Why create a relational database?
- Flexible, can add new data and new relationships easily
- Eliminates redundancies (e.g., a csv with several rows of repeated data)
- Source: https://www.ibm.com/cloud/learn/relational-databases
- Example: https://www.pragimtech.com/blog/contribute/article_images/2220211210231003/what-is-a-relational-database.jpg


What is ORM? 
- ORM stands for Object Relational Mapping. 
- ORM is a technique used in creating a "bridge" between OOP and relational databases. 
- An ORM tool is a software designed to help OOP (like Python) to interact with relational databases. 
<br>
<br>

#### Python offers several ORM tools that help us to do that! 

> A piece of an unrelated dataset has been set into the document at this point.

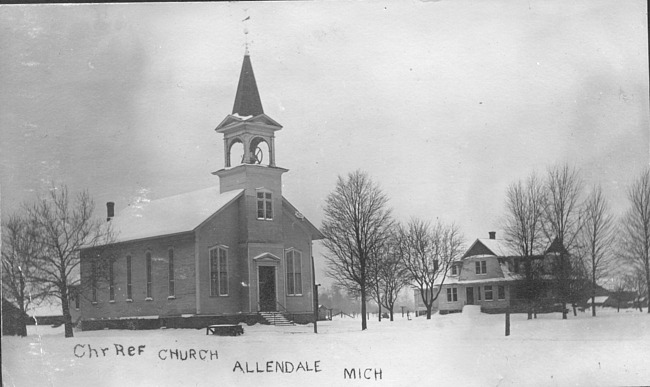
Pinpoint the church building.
[77,52,323,329]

Here is an example of SQL code that retrieves information about a particular user from a database: 

`SELECT id, name, email, country, phone_number FROM users WHERE id = 20`

This code returns specified information about this user from a table called "users" using the WHERE clause where we specified that id = 20 for this user. 

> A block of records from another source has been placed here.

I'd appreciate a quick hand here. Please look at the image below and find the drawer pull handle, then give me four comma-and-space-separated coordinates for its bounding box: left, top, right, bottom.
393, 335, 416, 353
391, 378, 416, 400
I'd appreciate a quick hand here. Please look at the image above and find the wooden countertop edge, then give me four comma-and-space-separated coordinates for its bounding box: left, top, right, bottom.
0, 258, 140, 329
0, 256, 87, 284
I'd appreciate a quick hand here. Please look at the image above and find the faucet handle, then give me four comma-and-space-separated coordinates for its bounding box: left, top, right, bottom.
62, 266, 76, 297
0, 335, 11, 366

On the other hand, an ORM tool can do the exact same query with much shorter code! 

`users.GetById(20)`

<br>
<br>
Let's install `sqlite` first! 

- On Mac, open terminal, then run `brew install sqlite3`
- On Windows, follow this tutorial: https://www.guru99.com/download-install-sqlite.html

Now we can install this library `sqlalchemy` for python. 

- Check tutorial: http://pythoncentral.io/introductory-tutorial-python-sqlalchemy/
- Find documentation: https://www.kite.com/python/docs/

<br>
<br>

In [1]:
# !pip3 install sqlalchemy
import sqlalchemy

import warnings
warnings.filterwarnings('ignore')

##### 1. Establish connectivity using the Engine

The engine is typically a global object created using `create_engine()` just once for a particular database. 

In [2]:
# Make sure to change to your directory
engine = sqlalchemy.create_engine('sqlite:///players.db')

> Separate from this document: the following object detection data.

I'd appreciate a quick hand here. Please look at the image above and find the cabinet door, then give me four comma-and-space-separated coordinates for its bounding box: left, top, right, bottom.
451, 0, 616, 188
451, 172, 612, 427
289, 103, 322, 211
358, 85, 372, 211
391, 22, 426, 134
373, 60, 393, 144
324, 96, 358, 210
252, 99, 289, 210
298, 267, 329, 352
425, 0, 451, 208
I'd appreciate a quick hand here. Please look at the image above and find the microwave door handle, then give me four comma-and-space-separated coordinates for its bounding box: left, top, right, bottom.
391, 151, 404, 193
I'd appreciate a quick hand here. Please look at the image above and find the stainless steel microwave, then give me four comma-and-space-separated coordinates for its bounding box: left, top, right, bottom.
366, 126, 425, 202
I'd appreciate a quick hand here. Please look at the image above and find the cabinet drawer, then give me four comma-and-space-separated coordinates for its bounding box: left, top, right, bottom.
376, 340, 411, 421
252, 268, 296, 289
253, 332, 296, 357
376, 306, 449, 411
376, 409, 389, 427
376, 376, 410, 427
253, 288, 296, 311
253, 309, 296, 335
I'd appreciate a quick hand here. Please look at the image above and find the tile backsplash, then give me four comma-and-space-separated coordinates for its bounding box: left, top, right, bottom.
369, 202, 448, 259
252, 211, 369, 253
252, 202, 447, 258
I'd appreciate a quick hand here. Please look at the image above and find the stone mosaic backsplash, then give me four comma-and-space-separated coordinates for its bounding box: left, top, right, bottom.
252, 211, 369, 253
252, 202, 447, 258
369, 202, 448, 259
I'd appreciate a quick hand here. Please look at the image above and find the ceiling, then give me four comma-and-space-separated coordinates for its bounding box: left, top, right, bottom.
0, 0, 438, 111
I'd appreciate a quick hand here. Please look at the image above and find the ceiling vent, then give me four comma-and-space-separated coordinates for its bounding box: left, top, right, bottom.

The parameter `echo = True` makes SQLAlchemy log all SQL commands it is doing while you apply commands. 

For now, I'm just turning it off to make the cell output cleaner. 

The database will be intact, until you execute the commands. 

##### 2. Instantiate a Base

With the help of ORM tools, we don't need to write SQL queries anymore. 

Everything is done using a declarative system. 

The `Base` class maintains a catalog of all the tables and classes (i.e. structures of the database). 

More information: https://stackoverflow.com/questions/1279613/what-is-an-orm-how-does-it-work-and-how-should-i-use-one

In [3]:
from sqlalchemy.ext.declarative import declarative_base
Base = declarative_base() 

In our database, each class is a table. Each attribute is a column in the table. 

A brief note on the table relations in SQL. 
1. One-to-one: one record of a table is linked to zero or one record of another table. 
    - A student can only have one student ID and one grade for a particular course. 
2. One-to-many: one record of a table can be mapped to multiple rows of another table. 
    - A student can have multiple emails of different type, e.g. school email, personal email, etc. 
3. Many-to-many: each row in a table can map to multiple rows in another table and vice versa. 
    - A student can know how to use several programming languages like R, Python, Julia. 
    - And one programming language (e.g. Python) can be mapped to multiple students who have the same skills. 


<br>

#### 3. Create our tables

Let's create a one-to-many example:   
One basketball team can have many players in each of them, but one player can only play for one basketball team. 

We need: 
1. Two tables: one for players, and one for teams
2. Foreign key on players to reference unique team ID (primary key for teams)
3. relationship() method to specify 

In [4]:
from sqlalchemy import Column, Integer, String, ForeignKey
# Create a table for Players
# Our Player table has 4 columns: ID, Name, Number, and Team ID
class Player(Base):
    __tablename__ = 'players'

    ## At first, only specify data types for the columns
    ## primary_key is unique, non-nullable identifier for row
    ## Have an ID column because player attributes (name, etc) are not unique
    ## At least 1 primary_key per table
    id = Column(Integer, primary_key = True) 
    name = Column(String)
    number = Column(Integer)
    
    ## ForeignKey tells us we have a relationship with another table ("teams") by the ("id") variable
    ## This info constrained to only come from that table
    ## What we are referencing is usually the primary key for that table
    team_id = Column(Integer, ForeignKey("teams.id")) 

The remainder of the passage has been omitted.